Justement, quelle est l’évolution du nombre de prêtres dans votre diocèse ?
C’est dramatique [le pays comptait 268 prêtres en 2001 contre 170 en 2022, NDLR]. Mais nous avons un séminaire du Chemin Néocatéchuménal avec une dizaine de séminaristes pour le Luxembourg. Par miracle, nous recevons deux jeunes cette année pour une année propédeutique [année de discernement en vue de rentrer au séminaire, NDLR].
Je reçois aussi un cadeau précieux du Vietnam : deux séminaristes qui viendront comme missionnaires à Luxembourg pour devenir prêtres.
L’Église de demain ne pourra pas vivre sans prêtre. Il faut des prêtres car il faut les sacrements. Une Église sans sacrement ne serait plus l’Église catholique.
Votre longue expérience de missionnaire au Japon, où le catholicisme n’est pas majoritaire, vous aide-t-elle aujourd’hui à affronter cette réalité ?
Je me suis souvent demandé pourquoi le Seigneur m'avait emmené au Japon avant de revenir au Luxembourg, deux réalités qui semblent totalement différentes. Je pense que le Seigneur avait un plan car le Japon est une société très sécularisée. J’étais ainsi préparé pour découvrir un Luxembourg tout aussi matérialiste, une nouvelle terre de mission. C’est par la prière assidue que l’on trouve les remèdes, et par la lecture de l’Évangile. Les gens comprennent l’Évangile et sont touchés par son message. Les catholiques doivent opérer une conversion pour devenir des hommes et des femmes de l’Évangile.
Depuis son élection, le pape François a beaucoup parlé du monde de la finance qui impose sa domination. Il a plaidé à de nombreuses reprises sur la nécessité d’une finance éthique. Comment le pape François est-il perçu ici à Luxembourg, place forte de la finance mondiale ?
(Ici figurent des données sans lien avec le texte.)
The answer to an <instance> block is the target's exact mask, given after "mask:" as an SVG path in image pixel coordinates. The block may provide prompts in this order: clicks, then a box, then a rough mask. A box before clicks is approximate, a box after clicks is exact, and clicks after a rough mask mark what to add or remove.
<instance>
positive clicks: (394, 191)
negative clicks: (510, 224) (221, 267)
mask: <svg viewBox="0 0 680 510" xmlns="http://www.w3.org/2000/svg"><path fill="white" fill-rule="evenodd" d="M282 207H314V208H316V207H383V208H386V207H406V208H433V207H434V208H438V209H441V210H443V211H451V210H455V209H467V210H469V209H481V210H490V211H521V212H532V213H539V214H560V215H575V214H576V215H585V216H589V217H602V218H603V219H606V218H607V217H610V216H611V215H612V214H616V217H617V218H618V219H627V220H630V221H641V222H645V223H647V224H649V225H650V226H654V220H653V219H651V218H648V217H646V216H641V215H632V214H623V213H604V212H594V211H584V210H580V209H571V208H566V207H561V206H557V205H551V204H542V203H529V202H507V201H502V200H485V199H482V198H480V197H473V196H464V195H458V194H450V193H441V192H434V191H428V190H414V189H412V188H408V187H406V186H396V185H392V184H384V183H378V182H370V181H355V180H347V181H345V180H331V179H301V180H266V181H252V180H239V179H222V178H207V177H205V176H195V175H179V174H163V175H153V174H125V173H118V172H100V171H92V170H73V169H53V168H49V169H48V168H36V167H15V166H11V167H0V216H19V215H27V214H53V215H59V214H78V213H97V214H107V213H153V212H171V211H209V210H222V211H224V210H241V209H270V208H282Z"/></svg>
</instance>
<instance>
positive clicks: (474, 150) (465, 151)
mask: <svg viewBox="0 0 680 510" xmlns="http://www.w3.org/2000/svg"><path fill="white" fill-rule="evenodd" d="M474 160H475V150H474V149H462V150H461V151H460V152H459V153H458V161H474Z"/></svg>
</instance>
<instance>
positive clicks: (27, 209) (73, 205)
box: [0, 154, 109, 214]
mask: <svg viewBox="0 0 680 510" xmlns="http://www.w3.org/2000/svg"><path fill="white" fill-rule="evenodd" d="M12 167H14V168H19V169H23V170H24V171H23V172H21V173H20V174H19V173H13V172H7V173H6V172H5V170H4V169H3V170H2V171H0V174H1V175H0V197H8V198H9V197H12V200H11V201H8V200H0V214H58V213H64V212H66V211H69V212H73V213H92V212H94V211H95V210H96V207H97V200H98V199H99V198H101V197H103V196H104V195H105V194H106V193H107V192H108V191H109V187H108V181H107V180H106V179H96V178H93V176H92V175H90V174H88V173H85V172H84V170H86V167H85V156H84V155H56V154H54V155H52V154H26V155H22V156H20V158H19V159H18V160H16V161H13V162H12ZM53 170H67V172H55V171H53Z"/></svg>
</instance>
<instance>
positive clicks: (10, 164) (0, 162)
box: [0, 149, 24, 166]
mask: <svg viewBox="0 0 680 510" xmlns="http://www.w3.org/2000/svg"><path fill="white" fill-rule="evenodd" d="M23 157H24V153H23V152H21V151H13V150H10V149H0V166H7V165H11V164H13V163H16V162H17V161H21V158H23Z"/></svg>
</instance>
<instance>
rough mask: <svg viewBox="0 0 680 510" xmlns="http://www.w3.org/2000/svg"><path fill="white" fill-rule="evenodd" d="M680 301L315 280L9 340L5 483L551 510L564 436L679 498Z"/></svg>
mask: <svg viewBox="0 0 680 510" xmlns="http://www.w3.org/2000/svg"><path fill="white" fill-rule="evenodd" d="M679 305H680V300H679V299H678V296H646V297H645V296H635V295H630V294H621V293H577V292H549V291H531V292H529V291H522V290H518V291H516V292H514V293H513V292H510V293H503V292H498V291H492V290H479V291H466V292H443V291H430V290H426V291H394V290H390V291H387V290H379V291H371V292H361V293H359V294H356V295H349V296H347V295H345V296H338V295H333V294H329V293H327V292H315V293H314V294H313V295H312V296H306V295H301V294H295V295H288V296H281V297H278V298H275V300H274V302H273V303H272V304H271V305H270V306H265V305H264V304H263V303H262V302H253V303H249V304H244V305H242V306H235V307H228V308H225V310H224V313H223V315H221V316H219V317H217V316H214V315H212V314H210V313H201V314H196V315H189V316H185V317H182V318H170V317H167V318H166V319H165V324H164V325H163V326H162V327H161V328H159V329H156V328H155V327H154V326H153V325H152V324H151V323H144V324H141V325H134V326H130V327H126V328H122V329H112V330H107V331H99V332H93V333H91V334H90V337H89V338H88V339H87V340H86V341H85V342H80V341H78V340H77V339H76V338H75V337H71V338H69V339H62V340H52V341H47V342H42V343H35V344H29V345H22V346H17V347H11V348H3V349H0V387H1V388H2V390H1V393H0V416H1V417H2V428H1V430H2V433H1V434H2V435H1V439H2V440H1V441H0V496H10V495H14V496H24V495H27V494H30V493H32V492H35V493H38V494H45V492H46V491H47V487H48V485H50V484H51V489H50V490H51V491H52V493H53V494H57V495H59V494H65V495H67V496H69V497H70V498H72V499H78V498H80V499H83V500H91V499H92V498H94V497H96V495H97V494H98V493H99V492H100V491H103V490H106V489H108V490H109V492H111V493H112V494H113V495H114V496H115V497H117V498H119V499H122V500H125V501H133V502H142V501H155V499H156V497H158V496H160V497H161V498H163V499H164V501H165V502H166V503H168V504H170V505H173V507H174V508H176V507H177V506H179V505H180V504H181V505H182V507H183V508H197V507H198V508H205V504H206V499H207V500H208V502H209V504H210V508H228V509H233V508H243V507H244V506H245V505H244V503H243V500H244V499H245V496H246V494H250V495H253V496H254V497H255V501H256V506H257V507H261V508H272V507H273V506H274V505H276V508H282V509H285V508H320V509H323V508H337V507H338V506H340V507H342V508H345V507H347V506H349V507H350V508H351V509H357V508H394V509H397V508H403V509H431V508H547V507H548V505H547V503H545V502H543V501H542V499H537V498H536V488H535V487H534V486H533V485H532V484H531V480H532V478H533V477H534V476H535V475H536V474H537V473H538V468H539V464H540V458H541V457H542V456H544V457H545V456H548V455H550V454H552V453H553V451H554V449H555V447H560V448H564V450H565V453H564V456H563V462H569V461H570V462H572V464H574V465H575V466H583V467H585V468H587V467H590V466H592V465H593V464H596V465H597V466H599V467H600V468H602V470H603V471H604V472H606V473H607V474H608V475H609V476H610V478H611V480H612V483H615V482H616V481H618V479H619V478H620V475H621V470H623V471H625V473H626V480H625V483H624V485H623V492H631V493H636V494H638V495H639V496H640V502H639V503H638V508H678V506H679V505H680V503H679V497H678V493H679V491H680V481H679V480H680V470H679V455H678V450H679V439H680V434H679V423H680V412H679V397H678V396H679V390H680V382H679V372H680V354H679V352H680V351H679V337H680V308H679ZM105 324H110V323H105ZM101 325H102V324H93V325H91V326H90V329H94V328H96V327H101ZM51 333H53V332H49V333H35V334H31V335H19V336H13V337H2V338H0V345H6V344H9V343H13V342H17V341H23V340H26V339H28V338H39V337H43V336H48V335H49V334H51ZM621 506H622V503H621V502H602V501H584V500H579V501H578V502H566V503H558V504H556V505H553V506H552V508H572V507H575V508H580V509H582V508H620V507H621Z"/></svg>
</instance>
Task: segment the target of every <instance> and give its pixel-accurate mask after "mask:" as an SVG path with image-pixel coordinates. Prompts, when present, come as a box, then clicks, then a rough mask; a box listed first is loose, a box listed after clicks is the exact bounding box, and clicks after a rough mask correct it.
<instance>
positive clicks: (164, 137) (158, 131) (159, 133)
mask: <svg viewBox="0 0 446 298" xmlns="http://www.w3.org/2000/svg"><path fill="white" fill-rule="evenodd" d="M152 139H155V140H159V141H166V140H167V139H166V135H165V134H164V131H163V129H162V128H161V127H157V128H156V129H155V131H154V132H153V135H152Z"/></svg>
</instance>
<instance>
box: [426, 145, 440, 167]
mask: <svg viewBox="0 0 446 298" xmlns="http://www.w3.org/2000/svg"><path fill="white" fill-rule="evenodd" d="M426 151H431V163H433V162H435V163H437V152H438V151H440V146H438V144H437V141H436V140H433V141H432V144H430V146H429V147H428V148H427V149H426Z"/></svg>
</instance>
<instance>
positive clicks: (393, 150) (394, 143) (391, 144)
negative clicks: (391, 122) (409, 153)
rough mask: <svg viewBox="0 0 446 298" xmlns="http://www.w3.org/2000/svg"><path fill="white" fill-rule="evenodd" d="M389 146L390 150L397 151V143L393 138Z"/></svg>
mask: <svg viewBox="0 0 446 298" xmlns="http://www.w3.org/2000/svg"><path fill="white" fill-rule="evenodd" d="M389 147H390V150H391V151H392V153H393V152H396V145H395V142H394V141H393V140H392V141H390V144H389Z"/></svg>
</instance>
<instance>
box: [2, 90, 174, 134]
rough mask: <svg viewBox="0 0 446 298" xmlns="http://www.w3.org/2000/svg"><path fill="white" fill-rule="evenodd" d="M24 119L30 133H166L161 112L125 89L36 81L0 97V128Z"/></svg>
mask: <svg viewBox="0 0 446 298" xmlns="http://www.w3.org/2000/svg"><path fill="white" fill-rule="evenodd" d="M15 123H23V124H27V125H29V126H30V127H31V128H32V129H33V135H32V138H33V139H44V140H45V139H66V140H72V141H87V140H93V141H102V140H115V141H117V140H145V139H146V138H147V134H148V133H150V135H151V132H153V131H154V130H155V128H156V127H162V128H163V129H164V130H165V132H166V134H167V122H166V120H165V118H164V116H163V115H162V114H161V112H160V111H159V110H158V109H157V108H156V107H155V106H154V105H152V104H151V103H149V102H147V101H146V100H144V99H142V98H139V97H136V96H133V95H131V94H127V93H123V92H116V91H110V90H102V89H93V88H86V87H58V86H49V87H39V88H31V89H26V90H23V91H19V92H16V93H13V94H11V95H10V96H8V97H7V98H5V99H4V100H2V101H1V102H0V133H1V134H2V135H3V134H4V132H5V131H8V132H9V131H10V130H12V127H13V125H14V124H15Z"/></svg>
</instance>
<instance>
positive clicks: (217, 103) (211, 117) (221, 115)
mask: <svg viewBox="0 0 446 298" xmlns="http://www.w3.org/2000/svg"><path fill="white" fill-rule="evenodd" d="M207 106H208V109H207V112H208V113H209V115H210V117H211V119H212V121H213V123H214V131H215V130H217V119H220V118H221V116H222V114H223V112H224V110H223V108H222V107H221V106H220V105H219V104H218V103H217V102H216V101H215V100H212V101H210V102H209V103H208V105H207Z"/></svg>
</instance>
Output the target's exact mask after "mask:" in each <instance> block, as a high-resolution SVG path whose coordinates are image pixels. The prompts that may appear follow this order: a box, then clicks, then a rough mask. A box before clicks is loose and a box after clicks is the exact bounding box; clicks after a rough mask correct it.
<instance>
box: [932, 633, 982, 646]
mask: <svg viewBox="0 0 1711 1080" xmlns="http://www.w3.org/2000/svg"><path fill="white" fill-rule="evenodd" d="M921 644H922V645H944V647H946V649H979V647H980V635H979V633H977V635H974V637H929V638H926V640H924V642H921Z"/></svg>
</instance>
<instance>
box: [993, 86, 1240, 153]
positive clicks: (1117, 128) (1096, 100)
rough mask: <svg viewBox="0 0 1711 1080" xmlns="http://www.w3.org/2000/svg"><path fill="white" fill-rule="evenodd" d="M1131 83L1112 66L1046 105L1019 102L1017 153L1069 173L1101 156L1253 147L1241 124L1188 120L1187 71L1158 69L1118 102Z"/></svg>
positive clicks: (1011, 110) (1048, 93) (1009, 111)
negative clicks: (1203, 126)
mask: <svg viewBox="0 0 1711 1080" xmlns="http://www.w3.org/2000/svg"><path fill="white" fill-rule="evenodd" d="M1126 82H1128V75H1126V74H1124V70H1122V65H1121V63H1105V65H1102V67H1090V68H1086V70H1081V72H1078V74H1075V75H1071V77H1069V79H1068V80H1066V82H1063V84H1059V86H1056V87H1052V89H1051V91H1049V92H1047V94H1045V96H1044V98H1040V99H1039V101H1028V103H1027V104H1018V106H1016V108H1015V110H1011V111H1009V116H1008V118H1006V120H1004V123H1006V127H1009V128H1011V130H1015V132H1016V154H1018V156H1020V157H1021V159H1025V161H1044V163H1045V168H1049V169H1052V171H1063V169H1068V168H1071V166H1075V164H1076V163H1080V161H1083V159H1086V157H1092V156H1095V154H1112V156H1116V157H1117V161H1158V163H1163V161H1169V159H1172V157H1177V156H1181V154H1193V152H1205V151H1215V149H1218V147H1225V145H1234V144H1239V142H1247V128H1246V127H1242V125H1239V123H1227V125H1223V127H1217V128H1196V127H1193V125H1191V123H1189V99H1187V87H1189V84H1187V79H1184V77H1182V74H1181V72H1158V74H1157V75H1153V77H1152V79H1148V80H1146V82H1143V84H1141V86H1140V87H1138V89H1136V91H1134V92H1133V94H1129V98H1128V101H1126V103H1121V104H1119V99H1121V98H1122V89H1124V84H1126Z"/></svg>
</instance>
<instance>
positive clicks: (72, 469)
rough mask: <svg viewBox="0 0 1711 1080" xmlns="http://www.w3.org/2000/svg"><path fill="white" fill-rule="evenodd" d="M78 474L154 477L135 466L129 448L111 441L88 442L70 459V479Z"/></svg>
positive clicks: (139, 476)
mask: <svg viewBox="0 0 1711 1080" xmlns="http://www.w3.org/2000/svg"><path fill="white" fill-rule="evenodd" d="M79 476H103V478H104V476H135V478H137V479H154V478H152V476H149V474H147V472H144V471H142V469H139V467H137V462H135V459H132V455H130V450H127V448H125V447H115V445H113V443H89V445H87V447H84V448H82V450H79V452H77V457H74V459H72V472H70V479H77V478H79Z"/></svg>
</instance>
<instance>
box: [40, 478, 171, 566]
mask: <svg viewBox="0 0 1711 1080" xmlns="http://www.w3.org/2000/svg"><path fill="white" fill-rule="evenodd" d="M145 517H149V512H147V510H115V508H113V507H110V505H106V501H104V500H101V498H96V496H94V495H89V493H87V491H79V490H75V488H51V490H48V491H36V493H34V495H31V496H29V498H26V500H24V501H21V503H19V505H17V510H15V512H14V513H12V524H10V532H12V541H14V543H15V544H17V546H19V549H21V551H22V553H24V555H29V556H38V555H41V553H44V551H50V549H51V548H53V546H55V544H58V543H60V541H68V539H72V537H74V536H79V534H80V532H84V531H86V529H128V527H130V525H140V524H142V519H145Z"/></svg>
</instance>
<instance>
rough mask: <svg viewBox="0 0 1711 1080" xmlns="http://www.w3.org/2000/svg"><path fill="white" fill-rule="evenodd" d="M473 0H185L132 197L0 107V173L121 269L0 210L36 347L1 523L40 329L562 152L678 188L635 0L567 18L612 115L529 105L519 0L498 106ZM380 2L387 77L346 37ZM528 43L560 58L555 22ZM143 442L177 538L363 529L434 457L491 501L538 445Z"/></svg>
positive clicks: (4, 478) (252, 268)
Je pense qu’il est perçu comme un pape qui connaît le monde et ses problèmes, et qui agit. Il y a bien sûr des personnes qui n'aiment pas le pape. Nous avons dans nos pays la Libre pensée, l’association des athées et des humanistes, qui certainement ne se réjouissent pas de sa venue.
Il y a aussi des catholiques de gauche et de droite qui ne sont pas contents. Certains à gauche pensent qu’il est conservateur sur la question de l’ordination des femmes, le célibat des prêtres, etc. Certains à droite ne l’apprécient pas pour d’autres raisons. Ils ne comprennent pas que le pape est radical dans la miséricorde. Il n’est pas libéral. Il est radicalement évangélique.
Peut-on s’attendre à une prise de parole sur la finance ?
Nous allons voir. Il y aura deux discours, dont un au Cercle de la Cité, devant la société civile. Je serai à l’écoute. En matière de finance, il y a des efforts mis en place à Luxembourg pour avancer dans le bon sens mais je pense que nous sommes encore loin de ce que prône le pape.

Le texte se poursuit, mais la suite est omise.